He finished with, ‘One victim was left in situ, the other two are still unaccounted for. Two fingers were taken from each victim, one ante-mortem and one post-mortem. The two missing victims had both been anaesthetised.’
‘Anaesthetised? That’s some fucked-up shit you’ve got going on over there, Sergeant Poe.’
‘Tell me about it.’
‘And you think this asshole’s not operating remotely?’
‘We know he’s been here as the single-board computers were all placed locally. When is up for debate. My IT specialist says they could have been there for months, years even.’
‘Do you have anyone for the murders yet?’
‘A brother and sister.’
‘And let me guess. They both copped to things you hadn’t even known about but vehemently deny murdering anyone.’
‘Pretty much,’ Poe admitted.
‘How’d you identify them?’
Poe was about to say ‘good police work’ but managed to stop himself.
‘There was … evidence,’ he said carefully.
‘Solid?’
‘Yes.’
‘But not easily found?’
‘No. We had to work for it.’ I had to climb a bloody tree, he almost added.
‘So you were more likely to have faith in it.’
Poe said nothing. The thought had crossed his mind a couple of times. Human nature meant that evidence you worked for tended to be trusted more than evidence that came easily.
‘What did you have?’
‘A kite we traced back to the brother was found in a tree overlooking one victim’s house and a piece of paper found in his bin matched documents left at the deposition sites.’
‘Careless of him.’
‘It was.’
‘Maybe too careless.’
‘As I said, there are similarities,’ Poe said.

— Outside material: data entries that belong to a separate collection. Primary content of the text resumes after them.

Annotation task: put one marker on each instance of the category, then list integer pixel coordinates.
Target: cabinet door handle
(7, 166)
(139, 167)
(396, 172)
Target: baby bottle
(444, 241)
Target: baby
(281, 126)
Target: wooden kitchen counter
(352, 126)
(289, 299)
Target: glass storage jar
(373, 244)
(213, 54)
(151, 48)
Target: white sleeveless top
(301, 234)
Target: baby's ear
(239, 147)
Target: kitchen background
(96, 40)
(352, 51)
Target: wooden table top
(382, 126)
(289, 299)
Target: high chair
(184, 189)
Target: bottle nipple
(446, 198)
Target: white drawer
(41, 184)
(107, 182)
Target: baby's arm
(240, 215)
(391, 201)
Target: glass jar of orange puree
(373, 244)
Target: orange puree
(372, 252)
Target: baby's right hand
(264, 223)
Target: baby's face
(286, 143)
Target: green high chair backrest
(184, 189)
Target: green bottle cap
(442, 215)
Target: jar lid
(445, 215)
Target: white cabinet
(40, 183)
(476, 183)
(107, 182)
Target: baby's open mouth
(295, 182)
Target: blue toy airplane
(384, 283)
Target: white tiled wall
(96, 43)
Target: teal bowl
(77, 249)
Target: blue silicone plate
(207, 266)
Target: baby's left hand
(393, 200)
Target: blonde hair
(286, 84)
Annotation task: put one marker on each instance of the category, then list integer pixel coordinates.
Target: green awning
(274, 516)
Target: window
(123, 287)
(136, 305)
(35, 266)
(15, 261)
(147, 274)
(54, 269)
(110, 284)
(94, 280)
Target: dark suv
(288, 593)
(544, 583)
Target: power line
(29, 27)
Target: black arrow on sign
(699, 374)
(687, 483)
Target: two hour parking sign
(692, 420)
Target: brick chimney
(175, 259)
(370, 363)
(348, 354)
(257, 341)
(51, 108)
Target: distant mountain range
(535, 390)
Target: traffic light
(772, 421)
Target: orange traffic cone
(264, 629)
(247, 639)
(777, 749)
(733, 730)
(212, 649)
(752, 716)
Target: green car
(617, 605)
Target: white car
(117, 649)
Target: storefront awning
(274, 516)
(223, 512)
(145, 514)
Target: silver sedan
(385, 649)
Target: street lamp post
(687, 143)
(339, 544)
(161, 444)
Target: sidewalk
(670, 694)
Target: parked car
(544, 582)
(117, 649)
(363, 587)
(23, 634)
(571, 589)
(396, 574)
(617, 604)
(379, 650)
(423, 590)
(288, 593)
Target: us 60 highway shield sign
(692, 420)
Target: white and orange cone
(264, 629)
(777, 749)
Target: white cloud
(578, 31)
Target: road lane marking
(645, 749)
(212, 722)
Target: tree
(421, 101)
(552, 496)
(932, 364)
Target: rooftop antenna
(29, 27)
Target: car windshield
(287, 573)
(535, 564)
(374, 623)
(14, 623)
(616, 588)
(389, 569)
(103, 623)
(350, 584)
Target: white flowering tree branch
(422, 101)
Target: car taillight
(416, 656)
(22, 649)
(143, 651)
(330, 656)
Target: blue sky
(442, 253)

Melody Lee sighed. ‘Sergeant Poe, I think it’s about time I told you about a man who calls himself the Curator …’
Chapter 48
‘It didn’t even start as a rumour,’ Melody Lee said. ‘More like the rumour of a rumour. I’d picked up this guy outta Boston on a racketeering charge and he tried to sweeten the DA’s deal with some bullshit story about a fixer for hire. Calls himself the Curator because of the way he goes about his business. All long-arm. Never gets involved directly so he can’t be caught via traditional law enforcement methods. He supposedly uses online tools to manipulate vulnerable kids into doing what needs to be done.’
‘He’s a contract killer?’ Poe said.
‘He didn’t think so. He claimed that this guy was more of a problem solver. For the right price he offers bespoke solutions to whatever mess you’ve gotten yourself into. Manipulates a hacker into planting kiddie porn on the computer of the man who dumped you, fixes a DUI by getting some kid to burn down the lab storing the blood sample. That type of thing. Even if the person is caught, there’s no link back to him. And therefore absolutely no way back to the person who hired him.’